Por que a interação social é tão difícil para as pessoas autistas?

Neste artigo vamos entender o que causa a grande dificuldade que as pessoas autistas têm para socializar. Naturalmente, essa dificuldade tem a ver com a falta de instinto social. Mas agora vamos ampliar essa visão, olhando por um outro ângulo.


Por que a interação social é tão difícil para as pessoas autistas?


A falta do código social

Vamos começar com Jennifer Cook. Ela foi diagnosticada com autismo na idade adulta, depois que os três filhos tiveram seu diagnóstico. Jennifer é autora de vários livros sobre autismo; entre outros, da série Asperkids, que infelizmente não está traduzida para o português. Um dos livros desta série poderia ser traduzido como Guia secreto de regras sociais para Aspergers: um manual de diretrizes sociais não tão óbvias para adolescentes com a síndrome de Asperger.

É assim que Jennifer explica por que a interação social é tão difícil para as pessoas com autismo:

Nós não temos o código “social” programado no nosso cérebro. Os neurotípicos têm. Eles estão constantemente “tomando a temperatura social”.

Sem sequer perceber, os neurotípicos monitoram a linguagem corporal e o tom de voz uns dos outros – tentando constantemente detectar o que os outros pensam deles. Quando os neurotípicos sentem que estão causando pensamentos ou sentimentos desconfortáveis ou confusos, eles conseguem modificar seu próprio comportamento em tempo de manter todo mundo confortável e feliz. As pessoas autistas não têm essa habilidade natural.

Também é Jennifer que sugere a psicologia social como ferramenta para entender o que acontece.

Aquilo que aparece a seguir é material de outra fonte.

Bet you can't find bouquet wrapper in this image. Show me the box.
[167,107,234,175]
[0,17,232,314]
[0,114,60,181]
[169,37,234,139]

Como acontecem interações típicas: o que diz a psicologia social

Segundo a psicologia social, quando pessoas neurotípicas se encontram e interagem, elas seguem sempre uma sequência de quatro passos:

1. observar: quando encontramos outra pessoa, antes de pensar ou fazer qualquer coisa, nós  observamos;

2.  pensar: depois de observar, pensamos sobre o que acabamos de observar;

3.  sentir: esses pensamentos, por sua vez, provocam sentimentos em nós;

4.  agir: a partir desses sentimentos, nós agimos.

 

Veja um exemplo.

Entro numa farmácia para comprar um remédio e acontece o seguinte:

1) Observo que há uma atendente com o uniforme da farmácia junto a uma estante, bem na minha frente; pela expressão do rosto e a postura dela, percebo que ela me viu, mas continuou conferindo uma lista que tinha na mão e não me deu a menor atenção.

2) Penso, “Que falta de respeito! Ela poderia pelo menos me perguntar o que estou procurando.”

3) Me sinto indignado, e

4) Ajo: saio da farmácia para ir comprar meu remédio em outro lugar.

 

Outro exemplo:

Você está andando na rua, e então

1) Você observa uma pessoa do outro lado da rua e reconhece um amigo que não via há muito tempo.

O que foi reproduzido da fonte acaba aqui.